Tengo la sensación de que como sociedad creemos que hemos perdido una batalla, de que ya no hay nada que hacer para controlar la seguridad y la integridad de los niños y adolescentes en internet, pero no podemos olvidar que nuestro comportamiento como adultos también es un ejemplo para ellos, nosotros y nosotras seguimos siendo sus primeros influencers. Si los perseguimos con un móvil desde que nacen para subir sus imágenes a las redes sociales y retransmitimos toda su vida y la nuestra, si no les hacemos ni caso cuando estamos con el teléfono delante de las narices, si les damos un móvil para que se entretengan desde bebés y los anestesiamos con videos de bailes en TikTok (esta red social, por cierto, permite el acceso de menores a contenidos eróticos y redirige a los usuarios a webs como Onlyfans), si no les ayudamos a usar de manera constructiva la red ni les ofrecemos una educación afectivo-sexual que resuelva sus dudas y les enseñe a preservar su intimidad, mal vamos. 

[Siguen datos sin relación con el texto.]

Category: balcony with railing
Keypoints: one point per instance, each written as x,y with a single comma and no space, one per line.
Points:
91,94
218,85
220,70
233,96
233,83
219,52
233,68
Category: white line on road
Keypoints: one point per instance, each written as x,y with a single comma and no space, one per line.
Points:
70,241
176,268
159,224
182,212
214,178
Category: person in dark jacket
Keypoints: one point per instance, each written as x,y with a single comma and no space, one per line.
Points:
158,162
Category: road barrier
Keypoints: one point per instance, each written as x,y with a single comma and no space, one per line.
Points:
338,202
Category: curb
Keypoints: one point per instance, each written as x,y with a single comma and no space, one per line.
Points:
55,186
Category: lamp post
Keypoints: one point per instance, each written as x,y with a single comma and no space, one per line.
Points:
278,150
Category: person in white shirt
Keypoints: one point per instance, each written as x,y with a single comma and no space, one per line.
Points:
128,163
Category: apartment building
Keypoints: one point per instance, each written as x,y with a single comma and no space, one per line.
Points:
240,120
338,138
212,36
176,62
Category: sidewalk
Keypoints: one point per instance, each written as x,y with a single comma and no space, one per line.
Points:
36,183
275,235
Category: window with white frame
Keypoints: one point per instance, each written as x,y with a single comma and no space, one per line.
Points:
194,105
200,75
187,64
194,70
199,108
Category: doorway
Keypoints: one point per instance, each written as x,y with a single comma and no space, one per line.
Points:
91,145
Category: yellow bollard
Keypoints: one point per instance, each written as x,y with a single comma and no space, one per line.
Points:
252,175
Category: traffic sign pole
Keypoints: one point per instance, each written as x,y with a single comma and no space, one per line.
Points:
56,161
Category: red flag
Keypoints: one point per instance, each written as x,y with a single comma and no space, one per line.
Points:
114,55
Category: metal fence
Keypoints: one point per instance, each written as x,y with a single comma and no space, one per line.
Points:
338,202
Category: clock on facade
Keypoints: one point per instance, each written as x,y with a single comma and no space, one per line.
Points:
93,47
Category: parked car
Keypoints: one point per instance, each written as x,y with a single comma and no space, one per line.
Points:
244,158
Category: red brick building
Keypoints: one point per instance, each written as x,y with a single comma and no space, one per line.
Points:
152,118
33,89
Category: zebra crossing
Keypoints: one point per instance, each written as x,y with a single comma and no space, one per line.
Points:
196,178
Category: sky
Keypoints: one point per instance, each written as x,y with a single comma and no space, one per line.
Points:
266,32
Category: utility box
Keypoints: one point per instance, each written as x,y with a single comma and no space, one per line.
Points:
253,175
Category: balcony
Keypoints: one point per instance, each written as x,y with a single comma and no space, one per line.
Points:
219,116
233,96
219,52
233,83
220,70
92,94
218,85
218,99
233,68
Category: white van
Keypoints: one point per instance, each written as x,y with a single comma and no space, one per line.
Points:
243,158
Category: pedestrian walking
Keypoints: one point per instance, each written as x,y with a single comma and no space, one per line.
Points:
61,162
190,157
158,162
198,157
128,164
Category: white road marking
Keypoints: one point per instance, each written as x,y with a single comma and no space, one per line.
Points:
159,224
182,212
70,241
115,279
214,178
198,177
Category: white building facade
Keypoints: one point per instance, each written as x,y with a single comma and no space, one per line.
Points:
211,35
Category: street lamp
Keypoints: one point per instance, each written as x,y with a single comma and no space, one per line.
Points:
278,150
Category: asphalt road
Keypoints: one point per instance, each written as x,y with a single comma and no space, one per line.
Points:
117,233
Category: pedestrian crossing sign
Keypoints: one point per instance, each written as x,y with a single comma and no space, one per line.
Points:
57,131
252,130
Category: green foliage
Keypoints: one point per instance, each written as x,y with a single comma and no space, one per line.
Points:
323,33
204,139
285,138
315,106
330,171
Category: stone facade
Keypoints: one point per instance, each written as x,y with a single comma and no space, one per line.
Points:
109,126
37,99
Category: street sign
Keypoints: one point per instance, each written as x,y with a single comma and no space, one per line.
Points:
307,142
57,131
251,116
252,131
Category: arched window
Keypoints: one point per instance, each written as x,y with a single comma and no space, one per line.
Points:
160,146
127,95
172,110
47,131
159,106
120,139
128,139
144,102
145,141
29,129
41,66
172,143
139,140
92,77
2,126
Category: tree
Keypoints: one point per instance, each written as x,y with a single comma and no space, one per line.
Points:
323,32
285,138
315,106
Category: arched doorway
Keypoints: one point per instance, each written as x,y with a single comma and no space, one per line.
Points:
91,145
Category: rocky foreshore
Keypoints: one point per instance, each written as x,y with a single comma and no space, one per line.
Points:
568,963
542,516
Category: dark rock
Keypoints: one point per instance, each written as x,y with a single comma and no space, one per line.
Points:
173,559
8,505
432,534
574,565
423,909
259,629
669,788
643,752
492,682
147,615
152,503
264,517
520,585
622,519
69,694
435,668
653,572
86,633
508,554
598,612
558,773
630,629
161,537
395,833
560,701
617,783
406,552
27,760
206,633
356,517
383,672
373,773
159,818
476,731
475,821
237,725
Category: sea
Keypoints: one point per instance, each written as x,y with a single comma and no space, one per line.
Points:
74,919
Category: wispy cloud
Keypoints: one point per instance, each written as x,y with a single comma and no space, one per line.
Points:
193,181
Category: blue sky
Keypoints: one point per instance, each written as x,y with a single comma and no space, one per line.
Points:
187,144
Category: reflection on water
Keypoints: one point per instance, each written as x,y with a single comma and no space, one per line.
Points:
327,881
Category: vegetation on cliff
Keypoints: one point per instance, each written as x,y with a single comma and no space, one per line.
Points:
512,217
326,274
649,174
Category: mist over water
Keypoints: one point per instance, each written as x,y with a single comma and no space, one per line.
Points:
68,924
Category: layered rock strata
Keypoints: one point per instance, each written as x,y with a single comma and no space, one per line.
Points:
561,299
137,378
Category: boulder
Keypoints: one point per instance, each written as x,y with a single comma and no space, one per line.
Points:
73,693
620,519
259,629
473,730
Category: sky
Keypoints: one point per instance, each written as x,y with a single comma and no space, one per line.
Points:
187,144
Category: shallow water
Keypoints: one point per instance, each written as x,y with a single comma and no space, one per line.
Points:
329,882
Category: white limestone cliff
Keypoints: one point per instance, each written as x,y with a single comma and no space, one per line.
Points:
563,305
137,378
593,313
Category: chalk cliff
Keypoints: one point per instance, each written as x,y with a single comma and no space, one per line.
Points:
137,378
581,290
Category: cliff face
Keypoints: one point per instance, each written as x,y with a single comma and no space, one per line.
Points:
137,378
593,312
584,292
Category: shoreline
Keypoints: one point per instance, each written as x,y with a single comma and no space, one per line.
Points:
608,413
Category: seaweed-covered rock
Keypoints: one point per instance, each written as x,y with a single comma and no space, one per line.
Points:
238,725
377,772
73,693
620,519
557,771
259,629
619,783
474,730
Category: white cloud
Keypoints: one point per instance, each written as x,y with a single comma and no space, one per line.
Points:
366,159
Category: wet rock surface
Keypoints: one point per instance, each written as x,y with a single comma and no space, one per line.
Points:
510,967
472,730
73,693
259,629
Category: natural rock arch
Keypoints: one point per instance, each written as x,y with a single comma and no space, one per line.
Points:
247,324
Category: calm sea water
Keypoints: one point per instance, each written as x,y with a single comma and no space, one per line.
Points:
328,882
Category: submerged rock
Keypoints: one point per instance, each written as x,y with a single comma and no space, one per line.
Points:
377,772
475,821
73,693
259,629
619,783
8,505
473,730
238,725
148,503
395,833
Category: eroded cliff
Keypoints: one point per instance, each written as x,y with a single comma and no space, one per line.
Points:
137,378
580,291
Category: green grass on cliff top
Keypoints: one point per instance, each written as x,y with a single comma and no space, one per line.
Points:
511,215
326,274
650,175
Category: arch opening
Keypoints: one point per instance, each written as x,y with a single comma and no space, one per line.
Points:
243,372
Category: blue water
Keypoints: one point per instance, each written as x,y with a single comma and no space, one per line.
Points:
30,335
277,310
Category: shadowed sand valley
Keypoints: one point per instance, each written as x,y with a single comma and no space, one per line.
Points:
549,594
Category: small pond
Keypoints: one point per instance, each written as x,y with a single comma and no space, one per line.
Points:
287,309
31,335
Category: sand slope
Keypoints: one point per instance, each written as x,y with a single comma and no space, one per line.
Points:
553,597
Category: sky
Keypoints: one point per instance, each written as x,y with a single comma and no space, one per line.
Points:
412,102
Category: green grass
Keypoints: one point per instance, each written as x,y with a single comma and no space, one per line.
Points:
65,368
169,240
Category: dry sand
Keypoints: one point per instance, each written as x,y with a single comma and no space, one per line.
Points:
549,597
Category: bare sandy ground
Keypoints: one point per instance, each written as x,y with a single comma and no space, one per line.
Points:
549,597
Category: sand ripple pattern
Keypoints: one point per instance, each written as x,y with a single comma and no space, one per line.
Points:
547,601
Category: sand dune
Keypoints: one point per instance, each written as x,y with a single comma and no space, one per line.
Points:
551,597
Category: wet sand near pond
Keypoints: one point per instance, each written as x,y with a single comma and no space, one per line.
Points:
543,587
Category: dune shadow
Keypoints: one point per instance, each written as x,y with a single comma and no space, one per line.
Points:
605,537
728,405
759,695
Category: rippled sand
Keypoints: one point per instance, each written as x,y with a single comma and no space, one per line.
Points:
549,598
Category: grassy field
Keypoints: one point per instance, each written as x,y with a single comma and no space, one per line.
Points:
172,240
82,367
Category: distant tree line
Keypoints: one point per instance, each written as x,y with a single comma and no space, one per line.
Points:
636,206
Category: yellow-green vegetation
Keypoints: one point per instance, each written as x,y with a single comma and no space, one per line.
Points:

Pero si hay una lectura positiva de todo este caso es que la comunidad educativa sí funciona. Porque desde que tuvieron constancia de los hechos, la mayoría de los centros enviaron circulares a las madres y padres advirtiéndoles del contenido de los chats y diciéndoles lo que tenían que hacer paso a paso (salir del grupo, pero no borrar su contenido), y denunciaron ante la Guardia Civil de manera coordinada, siendo esta respuesta clave en la investigación de los hechos, que continúa abierta. Quizá, lejos de pensar que los malos siempre son los otros debemos empezar a apostar por crear comunidades educativas cohesionadas y dotarlas de herramientas eficaces para luchar contra el acoso, venga de donde venga.